Socrates and the urban cowboy

I stayed overnight recently at a friend's house on my way home from a business trip. He's a young lawyer in a big law firm in Pittsburgh, but the case he's on keeps him in Dallas during the week, and he has a lady friend in Chicago. He's received two of those ``frequent flier'' tickets already this year, and he almost has enough miles for a trip to Hawaii. He drives a white sports car - the kind that has only two seats and not much luggage room, but it has a great sound system. He lives with two other young professionals like him; their house is almost bare of furniture, there are no curtains or pictures on the walls, and there are only enough dishes to set a place for two. But that's OK - the weekend I was there he was in Chicago, one roommate was in Fort Lauderdale, and the third popped in briefly to check for mail. My friend's room was a miniature of the house - bare walls, a mattress, and a stereo on the floor, and two large piles (one for dirty clothes, the other for clean clothes - some still in their wrappings from the store).

I am different from him. I was married before I left college. Even through the poverty years of graduate school, we developed a collection of books, art, and antique furniture (which we bought from the Salvation Army). I have a modest wardrobe - one suit, a few jackets, some Levi's. I wear everything until it rots through at the knees or elbows. I could afford to spend more on fashion, but I like things that are broken in. Throughout the gypsy life of graduate school, I wanted to settle someplace, plant a tree, and watch it grow. We've lived in the same house for eight years now; we have three children and an orchard of fruit and nut trees.

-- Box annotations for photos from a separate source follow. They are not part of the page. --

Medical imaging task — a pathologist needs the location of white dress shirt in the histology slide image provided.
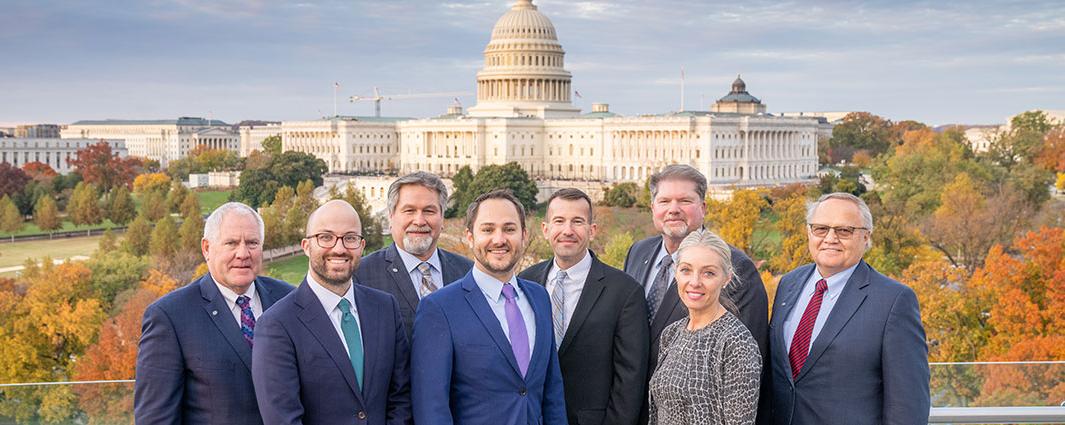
[784,264,858,354]
[547,254,592,330]
[211,276,263,327]
[643,240,676,296]
[396,245,444,296]
[473,266,536,356]
[307,273,365,357]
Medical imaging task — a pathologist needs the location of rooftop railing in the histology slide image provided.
[0,361,1065,424]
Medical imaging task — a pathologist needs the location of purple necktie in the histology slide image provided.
[503,283,529,377]
[236,295,256,347]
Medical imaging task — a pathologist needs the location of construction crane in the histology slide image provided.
[347,87,472,117]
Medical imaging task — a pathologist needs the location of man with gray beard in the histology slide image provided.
[355,171,473,337]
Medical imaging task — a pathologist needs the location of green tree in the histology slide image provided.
[263,134,281,157]
[67,182,103,226]
[108,186,136,226]
[0,195,22,237]
[141,191,170,223]
[122,214,151,256]
[461,162,538,216]
[148,215,179,259]
[33,196,60,234]
[603,182,640,208]
[445,165,475,218]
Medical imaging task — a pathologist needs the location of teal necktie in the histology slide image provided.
[340,298,363,390]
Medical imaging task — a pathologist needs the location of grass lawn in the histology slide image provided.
[0,236,101,275]
[200,191,233,215]
[263,256,307,284]
[0,219,115,240]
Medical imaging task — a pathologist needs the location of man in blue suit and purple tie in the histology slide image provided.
[411,191,567,425]
[251,200,411,425]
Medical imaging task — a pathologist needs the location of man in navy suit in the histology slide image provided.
[411,191,567,425]
[769,193,930,425]
[624,164,770,425]
[251,200,411,425]
[133,202,292,425]
[355,171,473,337]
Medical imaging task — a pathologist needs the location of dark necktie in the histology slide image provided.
[648,255,673,322]
[788,279,829,379]
[236,295,256,347]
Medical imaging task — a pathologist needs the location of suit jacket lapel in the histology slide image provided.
[558,257,606,356]
[461,274,522,376]
[199,274,251,371]
[348,287,386,398]
[796,261,869,380]
[384,243,419,311]
[295,279,368,405]
[770,265,815,376]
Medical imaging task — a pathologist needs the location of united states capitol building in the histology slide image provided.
[279,0,832,197]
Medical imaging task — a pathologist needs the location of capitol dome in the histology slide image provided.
[470,0,579,117]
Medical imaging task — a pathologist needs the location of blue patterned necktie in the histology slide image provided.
[236,295,256,347]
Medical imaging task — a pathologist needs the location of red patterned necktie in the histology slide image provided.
[788,279,829,379]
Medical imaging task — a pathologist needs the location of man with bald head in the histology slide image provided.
[251,199,412,425]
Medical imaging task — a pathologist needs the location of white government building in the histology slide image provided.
[280,0,832,202]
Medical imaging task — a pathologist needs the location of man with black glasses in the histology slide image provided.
[251,200,411,425]
[767,193,930,425]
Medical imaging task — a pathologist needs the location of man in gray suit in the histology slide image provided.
[625,164,769,425]
[768,193,930,425]
[355,171,473,338]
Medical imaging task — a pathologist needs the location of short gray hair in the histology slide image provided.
[674,227,739,314]
[389,171,447,214]
[202,203,266,244]
[806,192,872,248]
[649,164,706,200]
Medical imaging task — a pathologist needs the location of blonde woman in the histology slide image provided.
[650,229,761,425]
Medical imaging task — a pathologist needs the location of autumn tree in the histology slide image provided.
[67,142,143,191]
[148,215,179,259]
[67,182,103,230]
[0,162,31,196]
[33,196,61,234]
[0,195,23,237]
[122,214,151,256]
[706,189,769,251]
[108,186,136,226]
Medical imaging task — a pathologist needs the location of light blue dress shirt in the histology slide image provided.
[784,263,861,354]
[396,246,450,296]
[473,266,536,355]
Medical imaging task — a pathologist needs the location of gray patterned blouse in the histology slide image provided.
[650,312,761,425]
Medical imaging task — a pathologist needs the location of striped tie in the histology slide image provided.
[236,295,256,347]
[551,271,568,349]
[417,261,437,298]
[788,279,829,379]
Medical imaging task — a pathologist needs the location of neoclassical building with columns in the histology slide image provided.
[281,0,832,198]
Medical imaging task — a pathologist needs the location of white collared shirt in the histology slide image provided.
[396,245,444,297]
[211,276,263,327]
[643,239,676,296]
[547,251,592,330]
[784,263,861,354]
[307,273,365,356]
[473,265,536,356]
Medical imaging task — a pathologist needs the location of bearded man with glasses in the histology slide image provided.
[769,193,930,425]
[251,199,412,425]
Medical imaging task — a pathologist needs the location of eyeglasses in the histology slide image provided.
[806,224,869,239]
[307,232,362,249]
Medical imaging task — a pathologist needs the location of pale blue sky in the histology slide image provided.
[0,0,1065,125]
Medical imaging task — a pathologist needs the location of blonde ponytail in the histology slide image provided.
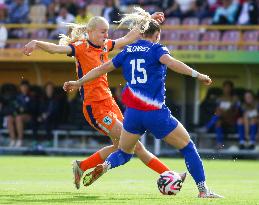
[59,23,88,45]
[115,7,152,33]
[59,16,109,45]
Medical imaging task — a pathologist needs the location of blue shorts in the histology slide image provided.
[123,107,178,139]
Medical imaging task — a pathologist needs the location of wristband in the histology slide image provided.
[192,70,199,78]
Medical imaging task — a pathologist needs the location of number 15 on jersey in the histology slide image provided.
[130,59,147,84]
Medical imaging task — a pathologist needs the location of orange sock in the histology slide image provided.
[80,152,104,171]
[147,157,170,174]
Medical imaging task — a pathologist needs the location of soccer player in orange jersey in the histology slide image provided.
[23,8,173,189]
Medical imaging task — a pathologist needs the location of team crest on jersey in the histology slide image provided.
[103,116,112,125]
[103,45,108,52]
[75,41,83,46]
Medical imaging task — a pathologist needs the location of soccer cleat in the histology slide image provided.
[198,189,224,198]
[179,172,187,182]
[83,164,107,186]
[72,160,84,189]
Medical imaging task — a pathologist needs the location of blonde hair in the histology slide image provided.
[59,16,109,45]
[59,7,153,45]
[116,7,152,34]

The difference between my friend and me is an old one in American life - it's the cowboys vs. the farmers. Throughout my childhood, the cowboys were always riding into town, solving problems in a two-fisted sort of a way, and riding off into the sunset. The farmers, usually an object of scorn, were recognized in some of the better movies (like ``Shane'' and ``The Magnificent Seven'') as the ones who stick it out for the long haul. Cowboys were just short-timers. When I was older, I discovered the modern cowboy in Jack Kerouac and Robert Pirsig. I learned in school that ``the road'' was a symbol for the journey of life, like the Holy Grail quest in Arthurian romance. Everyone, even Walter Mitty, vibrates somewhere in his being to the hum of rubber on asphalt. I learned that the conflict between the farmer and the cowboy is an expression of a basic conflict we all share.

But now I wonder if my teachers weren't wrong. Maybe the farmer and the cowhand (after all, there are female cowboys, too - Annie Oakley and the aviator Amelia Earhart come to mind) are more than different expressions of a common human experience. Maybe they are different people. I couldn't live like my friend, rootless and unattached. ``The road'' isn't a symbol of life for him - it is his life. The road is alluring to me, too, but I have to have a home to come back to - a home, a place that ties me to my past and the future, not a house. I suspect my friend would find my life equally difficult - too constraining, too slow-paced. You sell a house when it's time to move on; you mourn the loss of a home.

When I left my friend's house the other day, looking back at the bare walls of the empty room, a line from Socrates' Apology came to mind - ``The hour of departure has arrived, and we go our ways.... Which is the better God only knows.''

Tony Filipovitch is a university professor among the farmers in Mankato, Minn.